You can try wiring it dead bug over a ground plane:
Source of the picture is here: Ugly is Beautiful!
The chip's VCC pin should be decoupled with a very close surface mount ceramic cap, which will give you a nice low inductance supply.
When the switch switches it will inject some charge into the input. Since the DAC is far away, and probably buffered by a very slow opamp, or unbuffered, its output impedance will be high. So, a 1-10nF C0G or film cap should be placed at the input of the switch to soak up the injected charge.
If the DAC is buffered by an opamp, a low value resistor like 22R will prevent it from having an allergic reaction to a capacitor at the output.

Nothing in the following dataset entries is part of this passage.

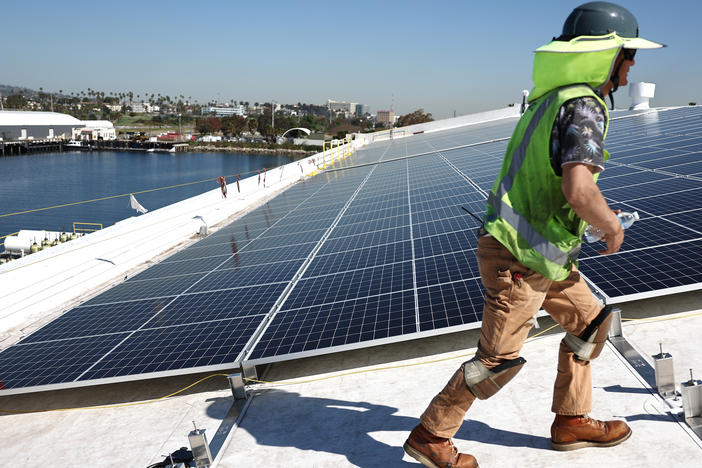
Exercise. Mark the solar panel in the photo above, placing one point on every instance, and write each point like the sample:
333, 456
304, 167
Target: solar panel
368, 255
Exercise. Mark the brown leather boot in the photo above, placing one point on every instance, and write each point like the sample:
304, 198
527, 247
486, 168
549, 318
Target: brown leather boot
574, 432
436, 452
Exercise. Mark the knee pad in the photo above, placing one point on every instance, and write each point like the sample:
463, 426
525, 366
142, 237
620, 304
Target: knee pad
590, 342
483, 382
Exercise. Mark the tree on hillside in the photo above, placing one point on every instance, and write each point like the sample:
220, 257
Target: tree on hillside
233, 125
415, 117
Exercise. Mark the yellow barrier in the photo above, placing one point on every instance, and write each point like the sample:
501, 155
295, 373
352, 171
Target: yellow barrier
78, 227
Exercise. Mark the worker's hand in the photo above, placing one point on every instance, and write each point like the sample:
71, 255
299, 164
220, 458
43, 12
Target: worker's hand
613, 240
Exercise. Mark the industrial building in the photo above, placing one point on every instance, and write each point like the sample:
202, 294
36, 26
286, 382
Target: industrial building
95, 130
29, 125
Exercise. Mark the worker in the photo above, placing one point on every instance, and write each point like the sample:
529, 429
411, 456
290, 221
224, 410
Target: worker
537, 210
223, 185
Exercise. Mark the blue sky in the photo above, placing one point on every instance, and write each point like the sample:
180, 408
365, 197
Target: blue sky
443, 56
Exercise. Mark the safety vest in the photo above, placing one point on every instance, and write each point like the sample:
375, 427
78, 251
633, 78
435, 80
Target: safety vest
526, 209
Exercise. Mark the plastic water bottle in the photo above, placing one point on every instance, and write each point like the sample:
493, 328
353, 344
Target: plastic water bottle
592, 234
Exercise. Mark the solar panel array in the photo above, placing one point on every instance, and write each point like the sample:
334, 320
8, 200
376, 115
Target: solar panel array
363, 256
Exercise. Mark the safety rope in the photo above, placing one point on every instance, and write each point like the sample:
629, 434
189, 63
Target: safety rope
328, 377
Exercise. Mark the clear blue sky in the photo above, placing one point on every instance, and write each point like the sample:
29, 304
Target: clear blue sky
442, 56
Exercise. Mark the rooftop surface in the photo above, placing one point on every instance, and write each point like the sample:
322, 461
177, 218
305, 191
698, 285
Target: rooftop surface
356, 408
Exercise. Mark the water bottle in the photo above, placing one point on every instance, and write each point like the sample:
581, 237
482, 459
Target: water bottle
592, 234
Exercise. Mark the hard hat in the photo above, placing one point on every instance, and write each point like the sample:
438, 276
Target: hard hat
601, 18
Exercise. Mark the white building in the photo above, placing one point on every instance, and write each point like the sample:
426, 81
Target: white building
143, 107
96, 130
30, 125
342, 107
223, 111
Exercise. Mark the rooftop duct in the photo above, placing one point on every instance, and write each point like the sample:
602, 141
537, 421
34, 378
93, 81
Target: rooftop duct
640, 94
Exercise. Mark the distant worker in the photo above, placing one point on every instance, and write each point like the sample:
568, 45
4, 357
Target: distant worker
537, 210
223, 185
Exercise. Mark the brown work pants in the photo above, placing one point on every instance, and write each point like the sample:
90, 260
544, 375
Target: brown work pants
514, 294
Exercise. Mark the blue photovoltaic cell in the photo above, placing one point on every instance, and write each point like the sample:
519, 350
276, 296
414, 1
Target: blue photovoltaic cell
641, 190
247, 276
450, 304
149, 288
361, 258
92, 320
645, 233
646, 270
350, 285
444, 268
343, 323
220, 305
173, 348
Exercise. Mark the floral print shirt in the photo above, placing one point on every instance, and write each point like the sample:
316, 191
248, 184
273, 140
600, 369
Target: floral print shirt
577, 135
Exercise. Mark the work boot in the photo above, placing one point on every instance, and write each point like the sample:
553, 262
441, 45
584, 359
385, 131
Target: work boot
436, 452
574, 432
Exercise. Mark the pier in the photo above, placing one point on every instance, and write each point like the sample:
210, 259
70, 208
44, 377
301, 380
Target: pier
17, 148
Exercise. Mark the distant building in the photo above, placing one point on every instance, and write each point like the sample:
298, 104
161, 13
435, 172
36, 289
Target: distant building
95, 130
223, 111
30, 125
143, 107
385, 117
362, 109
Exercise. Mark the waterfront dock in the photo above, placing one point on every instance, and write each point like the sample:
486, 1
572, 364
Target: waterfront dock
20, 147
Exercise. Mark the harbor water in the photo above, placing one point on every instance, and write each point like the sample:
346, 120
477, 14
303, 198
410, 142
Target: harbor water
34, 181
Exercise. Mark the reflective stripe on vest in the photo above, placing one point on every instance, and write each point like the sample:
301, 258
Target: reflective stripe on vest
514, 219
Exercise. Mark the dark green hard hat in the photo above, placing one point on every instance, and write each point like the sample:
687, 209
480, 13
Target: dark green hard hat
600, 18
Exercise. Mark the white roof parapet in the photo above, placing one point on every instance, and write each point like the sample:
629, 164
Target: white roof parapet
31, 118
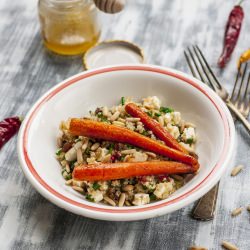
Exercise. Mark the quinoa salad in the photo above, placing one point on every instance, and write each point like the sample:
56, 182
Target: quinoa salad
140, 190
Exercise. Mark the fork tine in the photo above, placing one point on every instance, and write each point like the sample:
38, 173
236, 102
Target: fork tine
190, 65
246, 90
205, 70
236, 81
210, 70
196, 65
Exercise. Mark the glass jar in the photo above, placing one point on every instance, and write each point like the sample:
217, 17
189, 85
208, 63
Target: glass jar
68, 27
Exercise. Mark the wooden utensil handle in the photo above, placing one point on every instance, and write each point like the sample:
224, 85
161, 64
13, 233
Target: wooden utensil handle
205, 208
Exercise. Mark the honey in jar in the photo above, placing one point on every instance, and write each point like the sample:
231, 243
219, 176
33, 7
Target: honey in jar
68, 27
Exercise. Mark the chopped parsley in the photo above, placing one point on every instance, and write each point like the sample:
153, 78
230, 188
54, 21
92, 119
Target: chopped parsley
122, 100
166, 110
58, 151
96, 185
72, 165
150, 113
89, 197
145, 133
189, 141
111, 148
152, 197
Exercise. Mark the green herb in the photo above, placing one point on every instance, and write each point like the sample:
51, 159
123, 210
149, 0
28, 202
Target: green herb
72, 165
96, 185
189, 141
111, 148
89, 197
58, 151
152, 197
150, 113
87, 151
122, 100
145, 133
166, 110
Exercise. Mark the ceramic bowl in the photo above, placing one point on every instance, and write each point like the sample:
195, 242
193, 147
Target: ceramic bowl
77, 95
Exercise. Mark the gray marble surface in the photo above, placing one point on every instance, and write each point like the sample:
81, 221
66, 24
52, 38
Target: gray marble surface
163, 28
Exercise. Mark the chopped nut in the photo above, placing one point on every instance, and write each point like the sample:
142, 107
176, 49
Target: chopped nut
229, 245
237, 211
236, 170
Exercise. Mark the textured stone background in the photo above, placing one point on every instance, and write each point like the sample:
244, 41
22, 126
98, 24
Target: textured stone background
163, 28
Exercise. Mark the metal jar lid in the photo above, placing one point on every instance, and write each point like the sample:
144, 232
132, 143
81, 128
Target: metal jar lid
112, 52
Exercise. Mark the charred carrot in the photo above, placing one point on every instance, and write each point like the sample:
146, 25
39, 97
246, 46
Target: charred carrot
111, 171
101, 130
154, 126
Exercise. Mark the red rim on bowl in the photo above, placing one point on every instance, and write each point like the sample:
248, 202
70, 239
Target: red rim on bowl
56, 90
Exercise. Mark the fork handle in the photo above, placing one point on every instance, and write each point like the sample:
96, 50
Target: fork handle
205, 208
244, 121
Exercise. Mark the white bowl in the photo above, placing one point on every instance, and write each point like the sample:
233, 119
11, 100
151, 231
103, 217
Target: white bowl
77, 95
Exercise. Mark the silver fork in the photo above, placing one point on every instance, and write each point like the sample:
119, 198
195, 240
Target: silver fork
238, 103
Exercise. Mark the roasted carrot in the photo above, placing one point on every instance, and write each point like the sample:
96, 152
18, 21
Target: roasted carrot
158, 130
101, 130
111, 171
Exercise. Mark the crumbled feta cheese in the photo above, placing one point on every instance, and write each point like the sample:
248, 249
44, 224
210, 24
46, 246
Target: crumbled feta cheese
176, 117
163, 190
167, 118
96, 195
141, 199
173, 130
130, 126
91, 160
78, 183
103, 185
152, 102
116, 183
188, 133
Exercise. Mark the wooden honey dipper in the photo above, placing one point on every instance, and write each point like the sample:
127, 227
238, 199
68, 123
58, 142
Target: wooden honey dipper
110, 6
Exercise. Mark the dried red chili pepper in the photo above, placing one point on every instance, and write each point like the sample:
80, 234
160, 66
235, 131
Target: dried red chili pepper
8, 127
231, 34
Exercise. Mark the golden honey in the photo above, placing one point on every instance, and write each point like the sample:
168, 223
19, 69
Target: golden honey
68, 27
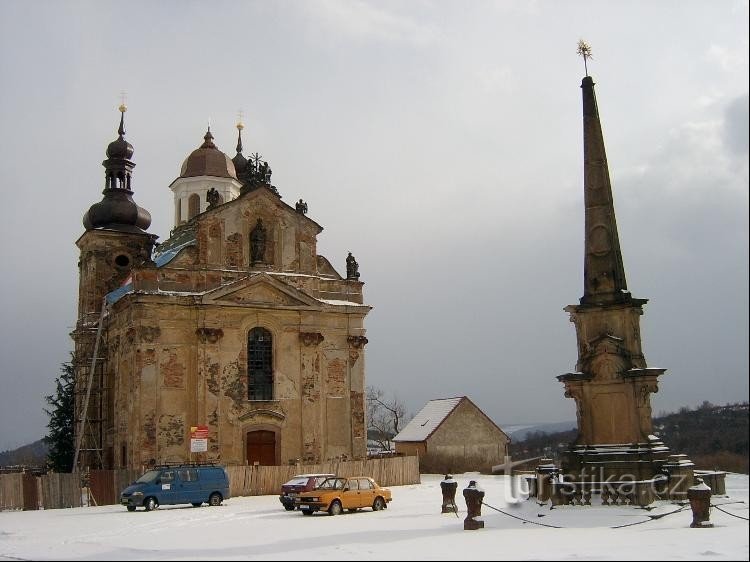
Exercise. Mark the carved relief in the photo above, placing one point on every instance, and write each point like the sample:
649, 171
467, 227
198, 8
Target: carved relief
599, 240
212, 380
233, 385
234, 250
172, 370
607, 367
149, 333
357, 342
358, 414
353, 356
605, 359
171, 430
311, 338
209, 335
263, 415
336, 377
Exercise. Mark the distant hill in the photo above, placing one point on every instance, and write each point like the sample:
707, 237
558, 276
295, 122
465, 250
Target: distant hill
713, 437
522, 431
33, 454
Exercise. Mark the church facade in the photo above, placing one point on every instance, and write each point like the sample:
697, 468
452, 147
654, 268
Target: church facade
231, 341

Now, the output impedance of the switch is its internal resistance (6.5 ohms) plus 0R if it's set to output GND, or the 10nF cap if it's set to output the DAC voltage. In both cases this is too low to drive a 50R coax or even a trace without some ringing, so source termination is required: you can add a 33R-47R resistor at the output.
Dead bug can yield extreme performance if you do it right. For example this is a 3.3V 100mA DIY voltage regulator. Ain't it cute? I used Kaptan tape (chinese ripoff of the well known Kapton brand) and adhesive copper tape.
This is the transient response to a 50mA current step with a few ns risetime, generated by a 74AC14 with all gates paralleled. Yellow is output voltage. Blue is current in the pass transistor. The time scale is indeed 20ns/div.